Ingredients
Makes 15 modaks. Scale using the Modak Calculator. Tap any ingredient to tick it off.
Method
Roast the sesame seeds
In a heavy dry pan, roast sesame seeds on low-medium heat, stirring constantly, until they turn light golden and begin to pop — about 4–5 minutes. They will darken quickly, so watch carefully. Transfer immediately to a plate to cool.
Make the filling
In the same pan, melt jaggery with 2 tbsp water. Add coconut and cook 5–6 minutes until dry. Add roasted sesame seeds, cardamom, and dry ginger. Stir well. Add groundnut powder if using. Cook 2 more minutes. The mixture should be fragrant and dry. Cool completely.
Make the dough
Standard method: boil water with salt and ghee, add rice flour all at once, stir vigorously, rest 5 minutes covered, knead 2–3 minutes with greased hands.
Shape
20g dough portions (slightly smaller than usual, as the sesame filling is denser). Standard disc-and-pleat method — 4–5 pleats gathered to peak. The filling may feel stiffer than coconut-only — this is normal and actually makes shaping easier.
Steam 10–12 minutes
Steam on banana leaf at medium-high heat. The sesame filling generates slightly more steam than coconut-only, so lift the lid carefully. The shells will be translucent and the peaks firm when done.
Tips & Variations
Til (sesame) is the sacred ingredient of Makar Sankranti — the January harvest festival. Til modak is particularly appropriate as a Sankranti offering: the sesame honours the harvest, the modak shape honours Ganesha. Many Maharashtra families make til modak specifically for both Ganesh Chaturthi and Sankranti.

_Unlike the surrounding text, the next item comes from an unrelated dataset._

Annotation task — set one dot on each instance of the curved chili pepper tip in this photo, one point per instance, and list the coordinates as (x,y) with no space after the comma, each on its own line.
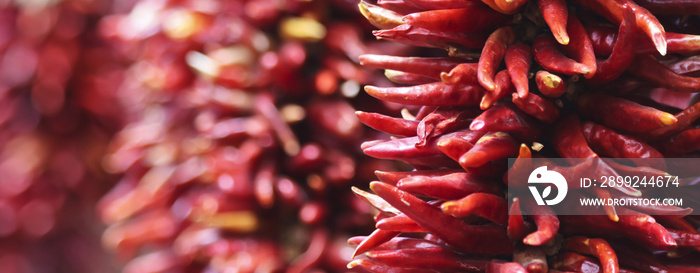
(668,119)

Black sesame seeds can replace half or all of the white sesame for a dramatically different visual result — the filling turns almost black with a more intense, slightly bitter flavour. Beautiful and bold.
The sesame-jaggery-peanut combination in this filling is essentially the same as til ladoo — the Sankranti sweet. Some cooks make a large batch of til ladoo mixture and use half for ladoos and half for modaks. Logical, efficient, and delicious.
Sesame seeds are rich in calcium, iron, and healthy fats. At 168 kcal per modak with 4g protein and 2.8g fibre, til modak is the most nutritionally dense of the traditional steamed varieties.
About This Recipe
Sesame — til in Hindi and Marathi, ellu in Tamil and Kannada — is one of the oldest cultivated oilseeds in India, with a history stretching back to the Indus Valley Civilisation. It appears in the Rigveda as a sacred ingredient. It is used in Ayurvedic medicine for its warming properties. It is the essential ingredient of Makar Sankranti.
Til modak brings sesame into the Ganesha tradition — not as a stranger, but as a food with its own ancient sacred credentials. The combination of sesame and jaggery is one of the oldest in Indian cooking, predating the British period by millennia. Together they create a filling that is darker, more complex, and more warming than coconut-jaggery alone.
In winter — when Ganesh Chaturthi and Sankashti Chaturthi observances continue monthly and sesame is at peak quality — til modak is the modak of choice for many Maharashtra households. The warming quality of sesame is not just culinary preference: in Ayurveda, sesame is considered heating (ushna in nature), making it the appropriate food for cold months.